Few factors can cause SQL Server to scan a table.

  1. Hint has been used, such as undocumented table hint ForceScan, wrong index is specified for a table.
  2. No index can be utilized for seeking
  3. The query selects everthing, no where clause.
  4. Predicates are not selective.

There are 2 kinds of scans, Index Scan and and Heap Scan, they scan all the records in a set. (Actually, there are more, such as log row scan, access transaction logs, which is not commonly used by developers. Constant scan which convert constants to a set and then pipe it to next operator. But those are not discussed in this post.) Index Scan scans an index through its B-Tree from beginning to end or the end to beginning logically depending on the order specified in the query. It can be clustered or none-clustered. Graphical Query Plan shows them in different icons but they are the same essentially. I just said the scan is “logically” since an index scan can’t always guarantee the output oder if there is no ORDER BY specified. While scanning, the operator can perform filters where you can detect them from Predicate property in the property list of this operator.

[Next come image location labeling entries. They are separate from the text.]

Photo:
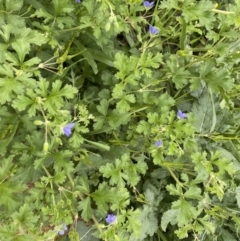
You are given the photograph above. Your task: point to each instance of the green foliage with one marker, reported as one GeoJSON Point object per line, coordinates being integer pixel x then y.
{"type": "Point", "coordinates": [94, 64]}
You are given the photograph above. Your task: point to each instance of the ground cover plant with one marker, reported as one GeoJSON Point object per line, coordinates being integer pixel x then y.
{"type": "Point", "coordinates": [119, 120]}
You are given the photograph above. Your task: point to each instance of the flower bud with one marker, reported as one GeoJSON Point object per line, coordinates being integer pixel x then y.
{"type": "Point", "coordinates": [45, 147]}
{"type": "Point", "coordinates": [38, 122]}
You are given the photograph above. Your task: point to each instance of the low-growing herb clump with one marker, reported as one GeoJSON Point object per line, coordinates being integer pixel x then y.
{"type": "Point", "coordinates": [119, 120]}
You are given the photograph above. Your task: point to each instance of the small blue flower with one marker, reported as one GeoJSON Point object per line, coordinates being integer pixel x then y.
{"type": "Point", "coordinates": [67, 130]}
{"type": "Point", "coordinates": [153, 30]}
{"type": "Point", "coordinates": [111, 218]}
{"type": "Point", "coordinates": [181, 115]}
{"type": "Point", "coordinates": [148, 4]}
{"type": "Point", "coordinates": [158, 143]}
{"type": "Point", "coordinates": [62, 231]}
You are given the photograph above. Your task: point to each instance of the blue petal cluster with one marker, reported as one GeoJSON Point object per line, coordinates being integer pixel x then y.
{"type": "Point", "coordinates": [63, 230]}
{"type": "Point", "coordinates": [153, 30]}
{"type": "Point", "coordinates": [111, 218]}
{"type": "Point", "coordinates": [181, 115]}
{"type": "Point", "coordinates": [67, 130]}
{"type": "Point", "coordinates": [148, 4]}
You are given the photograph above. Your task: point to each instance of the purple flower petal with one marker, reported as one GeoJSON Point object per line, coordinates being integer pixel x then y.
{"type": "Point", "coordinates": [67, 130]}
{"type": "Point", "coordinates": [61, 232]}
{"type": "Point", "coordinates": [148, 4]}
{"type": "Point", "coordinates": [65, 227]}
{"type": "Point", "coordinates": [111, 218]}
{"type": "Point", "coordinates": [158, 143]}
{"type": "Point", "coordinates": [181, 115]}
{"type": "Point", "coordinates": [153, 30]}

Behind every operators, there’re formulars for cost estimate, so does index scan. After some research, I found that can be this:

CPU cost = 0.1581 ms + 0.0011 ms per extra row
IO cost = 3.125 ms + 0.7407 ms per extra page

If you have 2 rows in an index and both rows are in the same page, scanning them will take

CPU cost = 0.1582 + 0.0011 *1 = 0.1592 ms
IO cost = 3.125 + 0.7407 * 0 = 3.125 ms
Total cost = 0.1592 + 3.125= 3.2842 ms

Table scan can only happen to a heap. The operator first locates the extents from IAM, then goes to the data page and fetches rows back. Like index scan, it can have filters as well where it’s shown as Predicate property. This operator has its own cost formulars:

CPU cost = 0.0796 ms + 0.0011 ms per extra row
IO cost = 3.2035 + 0.7407 ms per extra page

If you have 2 rows in HEAP and both rows are in the same page, scanning them will take

CPU cost = 0.0796 + 0.0011 *1 = 0.0807ms
IO cost = 3.2035 + 0.7407 * 0 = 3.2035 ms
Total cost = 0.0807 + 3.2035 = 3.2842 ms

Obviously the starting CPU cost of HEAP scan is lower than starting Index Scan where starting IO cost of HEAP is higher than index scan. Put both IO and CPU cost together, the total estimated costs of both operator over same set of data are the same regardless how the data being organized.

You might wonder how I know it. It’s simple. Run the query with one record in the table, you get the costs of the query, then insert one more record, free the cache, update the statisitcs, then run the query again, you will get the costs for 2 records. Repeat those steps for 3 records, 4, 5, …

I create a HEAP with the fact that the size of the record can make a data page to hold 49 records. I used the method explained above and then write down the cost for every run. Well you can see that the IO cost jumps every 49 records (a page) in which CPU cost crease linearly. This cost models above might be helpful for educational purpose. It might not be suitable for the table with large set since I haven’t done it yet. But consider this, the costs of data accessing above are so high. It easily triggers parallel processing threshold. I guess when the table getting bigger, the cost model will be different for those 2 operators, but the concepts should be the same. I will blog it once I have it pointed out. Please be aware of that those models are not officially published by Microsoft and I am sure Microsoft will/might have different definitions than I do

From there, we can see that keeping table or index narrow is the key of the performance. If you have table with large values, varchar(max), you set large value types out of row false, this will improve the performance only when you need to retrieve those large values in your query, but it will hurt the performce when they are not needed.